Ostateczne rozstrzygnięcia grup Ligi Narodów, Hamilton może zdobyć tytuł

  • Sportlight
Autor: rafs

W tym Sportlighcie rozstrzygnięcia w naszej i w innych grupach Ligi Narodów. Będzie również Grand Prix Turcji i Hamilton z szansą na tytuł numer 7.

Piłka nożna, Liga Narodów UEFA, mecze Włochy vs. Polska (niedziela, 20:35 w TVP1, TVP Sport i w Polsacie Sport) i Polska vs. Holandia (środa, 20:35 w TVP1, TVP Sport i w Polsacie Sport – oba spotkania dostępne także na stronie TVP Sport oraz w Ipli)

fot. imago images

Czy Polska awansuje do Final Four Ligi Narodów? Byłoby to wielkim sukcesem, ale trzeba hurraoptymizm powstrzymać. Włosi i Holendrzy to bardzo mocni rywale, więc nie wolno ich lekceważyć. W niedzielę Polacy zagrają z Włochami w Reggio nell’Emilia. Będzie to ważny mecz w kontekście dalszej gry, stąd Polacy nie mogą stracić punktów.

W poprzednią środę wygrali w meczu towarzyskim 2:0 z Ukrainą. Mecz jednak nie zachwycił tempem i widowiskowością, a styl wygranej Biało-Czerwonych był bardzo słaby, co zauważył w wywiadzie pomeczowym Jerzy Brzęczek. Mają wyciągnąć z tego wnioski, choć to był tylko mecz towarzyski i tutaj są zazwyczaj testowane pewne rozwiązania.

Część z nich może pomóc w triumfie z Włochami, choć prędzej należy się nastawiać na wyrwanie jednego punktu za remis, bo ten może być kluczem do utrzymania się w najwyższej dywizji Ligi Narodów. Ostatni mecz Polacy rozegrają z Holandią w środę na Stadionie Śląskim w Chorzowie. Będzie to ważne spotkanie w kontekście nie tylko miejsca końcowego w fazie grupowej Ligi Narodów, ale także w kwestii rozstawienia przy losowaniu eliminacji do Mistrzostw Świata w Katarze. Jerzy Brzęczek obiecał wyciągnąć wnioski z porażki 0:1 w Amsterdamie, środowy mecz pokaże, czy uda się Holendrom urwać przynajmniej jeden punkt. Cenność punktów jest w tym momencie niezwykle ważna.

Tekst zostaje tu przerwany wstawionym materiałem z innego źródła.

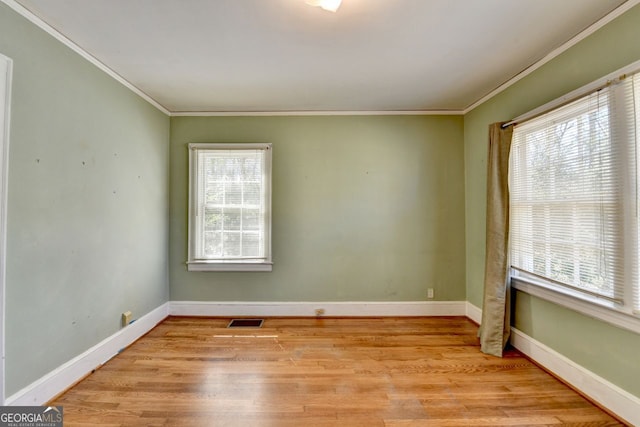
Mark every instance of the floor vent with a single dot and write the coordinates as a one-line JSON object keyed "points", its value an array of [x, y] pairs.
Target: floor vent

Sporty motorowe, Formuła 1, Grand Prix Turcji (treningi: piątek 8:55 i 12:55, sobota 9:55, kwalifikacje 12:55, wyścig: niedziela 11:05 w Eleven Sports 1)

fot. Mercedes-AMG F1

Powrót Turcji do Formuły 1! Tymczasowo czy na stałe? To pewnie okaże się w następnych miesiącach. Istanbul Park będzie gościł 14 rundę mistrzostw świata w 2020 roku. Formuła 1 wraca po 9 latach na ten tor. W 2011 roku triumfował w wyścigu Sebastian Vettel, który pamiętał o tym, że w 2010 roku jego zderzenie z Markiem Webberem zakończyło dla niego ten wyścig. Tym razem nie popełnił tego błędu i triumfował, a podium uzupełnili Mark Webber i Fernando Alonso. Ta runda będzie kluczowa w kwestii rozstrzygnięcia tytułu mistrza świata. Lewis Hamilton potrzebuje dojechać co najmniej na drugim miejscu, by zdobyć siódmy tytuł mistrzowski i zrównać się w tej kwestii z Michaelem Schumacherem.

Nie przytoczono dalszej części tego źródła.